In this case, we have a complex root so we have an extension of degree $2$. But obviously whatever root we have, this is contained in $\mathbb{R}[i]\cong \mathbb{C}$ so we must have this is $\mathbb{C}$ by the tower law since $\mathbb{R}[i]$ is also a degree $2$ extension of $\mathbb{R}$.
Case 3: $a^{2}-4b=0$.
Then we have a real root with multiplicity $2$. I am not sure what this is as if we have the root is $\alpha$, we get $$\mathbb{R}[x]/(x-\alpha)^{2}$$ Since these roots are the same, $(x-\alpha)$ and $(x-\alpha)$ are not comaximal I believe so I don't know what this ring is.
The first two cases are correct. For the third case you can use that the map $$ \mathbb{R}[x] \to \mathbb{R}[x], \quad f(x) \mapsto f(x+\alpha) $$ is a ring isomorphism which maps $x-\alpha$ to $x$, and thus induces an isomorphism $$ \mathbb{R}[x]/(x - \alpha)^2 \to \mathbb{R}[x]/(x^2), \quad \overline{f(x)} \mapsto \overline{f(x + \alpha)}. $$ The resulting ring $\mathbb{R}[x]/(x^2)$ is the ring of dual numbers. (If we rename the variable $x$ to $\varepsilon$ then the elements of $\mathbb{R}[\varepsilon]/(\varepsilon^2)$ are of the form $a + b \varepsilon$ with $a, b \in \mathbb{R}$ and $\varepsilon \neq 0$ (and $\varepsilon \notin \mathbb{R}$), but $\varepsilon^2 = 0$.)

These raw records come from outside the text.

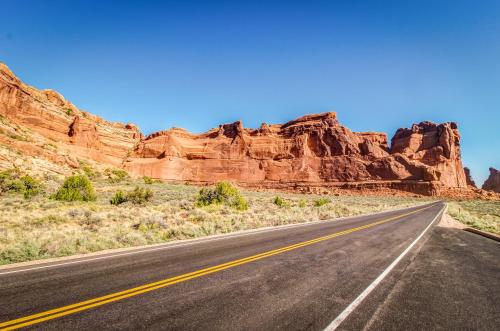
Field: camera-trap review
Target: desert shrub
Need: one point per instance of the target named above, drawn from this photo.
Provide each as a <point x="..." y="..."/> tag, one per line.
<point x="139" y="195"/>
<point x="280" y="202"/>
<point x="223" y="193"/>
<point x="116" y="175"/>
<point x="75" y="188"/>
<point x="31" y="186"/>
<point x="90" y="172"/>
<point x="118" y="199"/>
<point x="321" y="202"/>
<point x="12" y="181"/>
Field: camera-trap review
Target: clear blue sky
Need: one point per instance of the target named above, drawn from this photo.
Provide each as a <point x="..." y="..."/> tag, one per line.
<point x="380" y="64"/>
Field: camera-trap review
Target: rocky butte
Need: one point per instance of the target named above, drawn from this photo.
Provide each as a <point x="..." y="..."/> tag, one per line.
<point x="493" y="181"/>
<point x="39" y="129"/>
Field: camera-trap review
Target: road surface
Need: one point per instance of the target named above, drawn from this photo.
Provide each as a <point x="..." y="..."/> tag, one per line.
<point x="304" y="277"/>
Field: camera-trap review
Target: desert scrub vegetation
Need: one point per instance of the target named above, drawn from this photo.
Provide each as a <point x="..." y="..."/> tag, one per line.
<point x="12" y="181"/>
<point x="139" y="195"/>
<point x="116" y="175"/>
<point x="61" y="228"/>
<point x="75" y="188"/>
<point x="479" y="214"/>
<point x="224" y="193"/>
<point x="280" y="202"/>
<point x="321" y="202"/>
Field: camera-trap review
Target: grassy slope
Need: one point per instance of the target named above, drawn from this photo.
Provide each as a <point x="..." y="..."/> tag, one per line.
<point x="41" y="228"/>
<point x="478" y="214"/>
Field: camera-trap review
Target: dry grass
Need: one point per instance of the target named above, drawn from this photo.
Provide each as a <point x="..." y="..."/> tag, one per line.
<point x="42" y="228"/>
<point x="478" y="214"/>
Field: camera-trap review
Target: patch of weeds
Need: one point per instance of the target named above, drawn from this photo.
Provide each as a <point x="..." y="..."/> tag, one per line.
<point x="118" y="198"/>
<point x="116" y="175"/>
<point x="75" y="188"/>
<point x="280" y="202"/>
<point x="223" y="193"/>
<point x="139" y="195"/>
<point x="12" y="181"/>
<point x="321" y="202"/>
<point x="148" y="180"/>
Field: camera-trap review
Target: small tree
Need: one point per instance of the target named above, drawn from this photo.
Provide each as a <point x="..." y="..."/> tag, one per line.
<point x="321" y="202"/>
<point x="118" y="199"/>
<point x="76" y="188"/>
<point x="139" y="195"/>
<point x="223" y="193"/>
<point x="280" y="202"/>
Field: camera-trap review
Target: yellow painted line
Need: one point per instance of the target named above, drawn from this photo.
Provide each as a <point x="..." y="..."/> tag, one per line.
<point x="84" y="305"/>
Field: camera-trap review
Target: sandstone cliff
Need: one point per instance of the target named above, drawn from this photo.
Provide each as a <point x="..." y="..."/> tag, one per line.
<point x="32" y="119"/>
<point x="314" y="150"/>
<point x="493" y="181"/>
<point x="308" y="153"/>
<point x="468" y="178"/>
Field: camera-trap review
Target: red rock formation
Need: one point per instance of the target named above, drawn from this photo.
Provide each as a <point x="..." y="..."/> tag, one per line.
<point x="493" y="181"/>
<point x="313" y="152"/>
<point x="50" y="115"/>
<point x="468" y="178"/>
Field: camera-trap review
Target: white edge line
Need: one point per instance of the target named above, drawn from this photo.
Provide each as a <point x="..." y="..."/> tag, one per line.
<point x="196" y="241"/>
<point x="349" y="309"/>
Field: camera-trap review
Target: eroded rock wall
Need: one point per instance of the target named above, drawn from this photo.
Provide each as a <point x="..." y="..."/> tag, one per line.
<point x="312" y="151"/>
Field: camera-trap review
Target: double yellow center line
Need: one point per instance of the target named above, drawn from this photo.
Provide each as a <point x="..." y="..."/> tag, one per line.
<point x="96" y="302"/>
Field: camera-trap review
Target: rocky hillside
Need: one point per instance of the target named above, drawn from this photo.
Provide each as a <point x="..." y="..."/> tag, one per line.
<point x="41" y="130"/>
<point x="493" y="181"/>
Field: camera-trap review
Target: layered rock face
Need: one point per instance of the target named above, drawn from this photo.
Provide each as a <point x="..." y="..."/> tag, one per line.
<point x="77" y="134"/>
<point x="493" y="181"/>
<point x="314" y="151"/>
<point x="468" y="178"/>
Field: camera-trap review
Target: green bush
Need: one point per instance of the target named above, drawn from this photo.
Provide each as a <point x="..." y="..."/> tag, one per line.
<point x="321" y="202"/>
<point x="118" y="199"/>
<point x="148" y="180"/>
<point x="12" y="181"/>
<point x="75" y="188"/>
<point x="31" y="186"/>
<point x="139" y="195"/>
<point x="223" y="193"/>
<point x="116" y="175"/>
<point x="280" y="202"/>
<point x="90" y="172"/>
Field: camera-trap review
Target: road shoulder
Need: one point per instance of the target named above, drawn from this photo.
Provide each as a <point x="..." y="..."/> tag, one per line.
<point x="452" y="282"/>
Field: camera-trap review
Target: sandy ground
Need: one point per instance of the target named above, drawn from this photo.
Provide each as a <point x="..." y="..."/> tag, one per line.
<point x="449" y="222"/>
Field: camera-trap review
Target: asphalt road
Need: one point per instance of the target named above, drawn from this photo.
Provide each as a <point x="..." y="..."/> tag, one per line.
<point x="290" y="278"/>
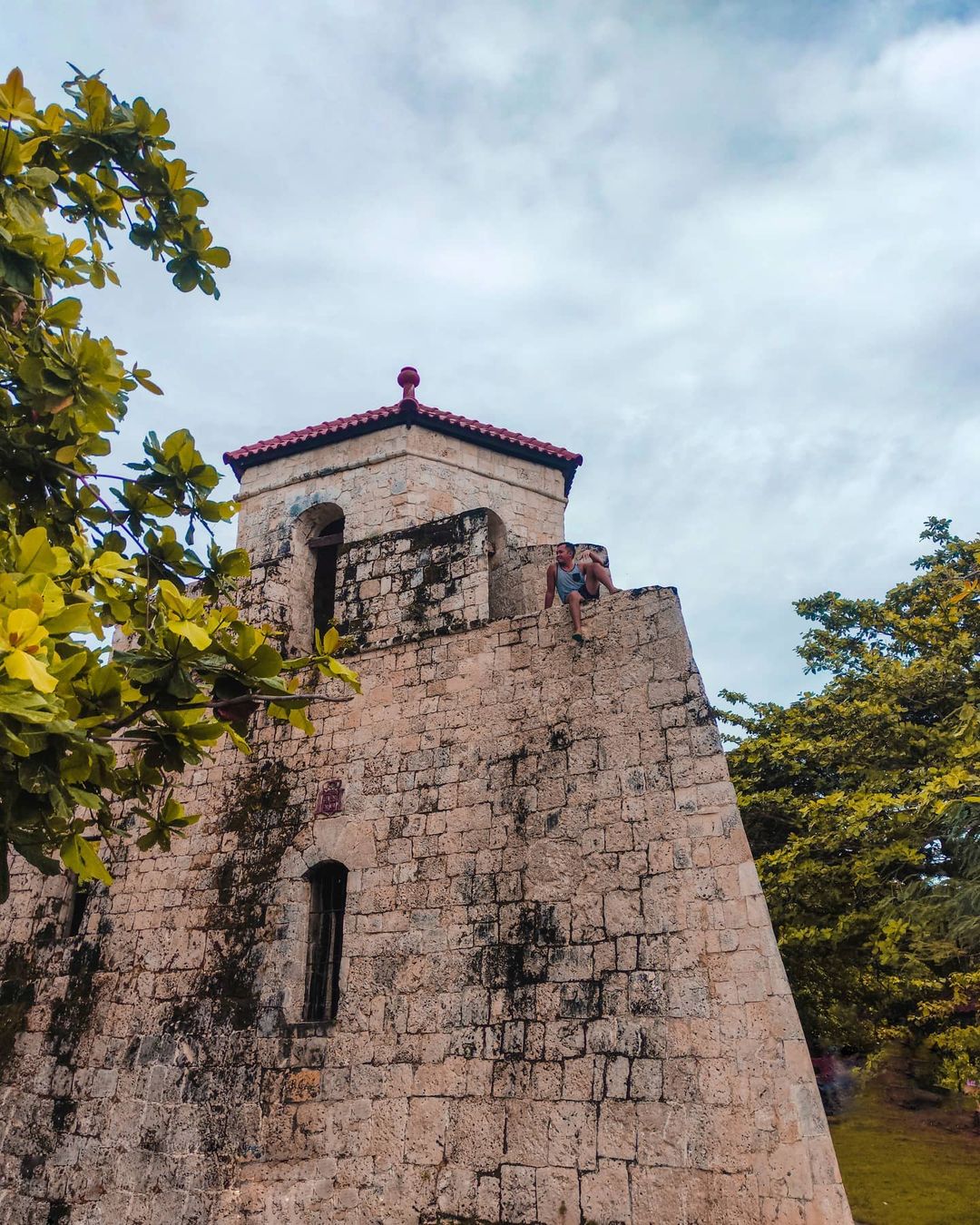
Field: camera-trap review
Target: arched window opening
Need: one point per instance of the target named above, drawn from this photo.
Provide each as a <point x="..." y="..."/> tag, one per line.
<point x="326" y="546"/>
<point x="497" y="570"/>
<point x="325" y="942"/>
<point x="77" y="903"/>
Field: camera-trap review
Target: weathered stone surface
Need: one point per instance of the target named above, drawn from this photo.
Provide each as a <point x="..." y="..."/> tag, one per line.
<point x="560" y="994"/>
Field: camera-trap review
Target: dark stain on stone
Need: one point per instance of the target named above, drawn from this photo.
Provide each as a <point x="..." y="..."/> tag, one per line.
<point x="17" y="982"/>
<point x="258" y="808"/>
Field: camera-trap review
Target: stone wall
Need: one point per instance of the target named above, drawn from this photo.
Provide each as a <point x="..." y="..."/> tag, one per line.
<point x="561" y="998"/>
<point x="431" y="578"/>
<point x="395" y="479"/>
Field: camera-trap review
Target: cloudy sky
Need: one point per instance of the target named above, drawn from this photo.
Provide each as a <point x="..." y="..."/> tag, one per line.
<point x="729" y="251"/>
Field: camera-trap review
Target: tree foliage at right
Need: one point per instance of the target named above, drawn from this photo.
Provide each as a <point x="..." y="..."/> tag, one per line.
<point x="863" y="806"/>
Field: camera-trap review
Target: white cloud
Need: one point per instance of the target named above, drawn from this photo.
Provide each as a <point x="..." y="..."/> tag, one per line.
<point x="728" y="251"/>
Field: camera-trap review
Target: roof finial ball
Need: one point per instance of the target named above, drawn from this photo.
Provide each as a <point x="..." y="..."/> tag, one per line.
<point x="408" y="380"/>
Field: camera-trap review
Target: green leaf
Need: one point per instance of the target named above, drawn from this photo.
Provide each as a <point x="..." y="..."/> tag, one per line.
<point x="65" y="312"/>
<point x="80" y="857"/>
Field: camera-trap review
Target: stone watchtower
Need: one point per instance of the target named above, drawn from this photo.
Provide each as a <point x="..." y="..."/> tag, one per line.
<point x="486" y="947"/>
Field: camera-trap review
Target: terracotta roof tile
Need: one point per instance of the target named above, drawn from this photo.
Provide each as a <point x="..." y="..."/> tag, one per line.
<point x="410" y="412"/>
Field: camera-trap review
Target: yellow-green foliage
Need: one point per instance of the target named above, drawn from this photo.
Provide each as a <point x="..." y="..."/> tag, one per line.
<point x="861" y="806"/>
<point x="81" y="560"/>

It should probably also be pointed out that the three possible results $$ \mathbb{R} \times \mathbb{R}, \quad \mathbb{C}, \quad \mathbb{R}[x]/(x^2) $$ are pairwise non-isomorphic: The ring $\mathbb{R}[x]/(x^2)$ is the only one containing a nonzero nilpotent element (namely $x$) and $\mathbb{C}$ is the only one being a field (or even an integral domain).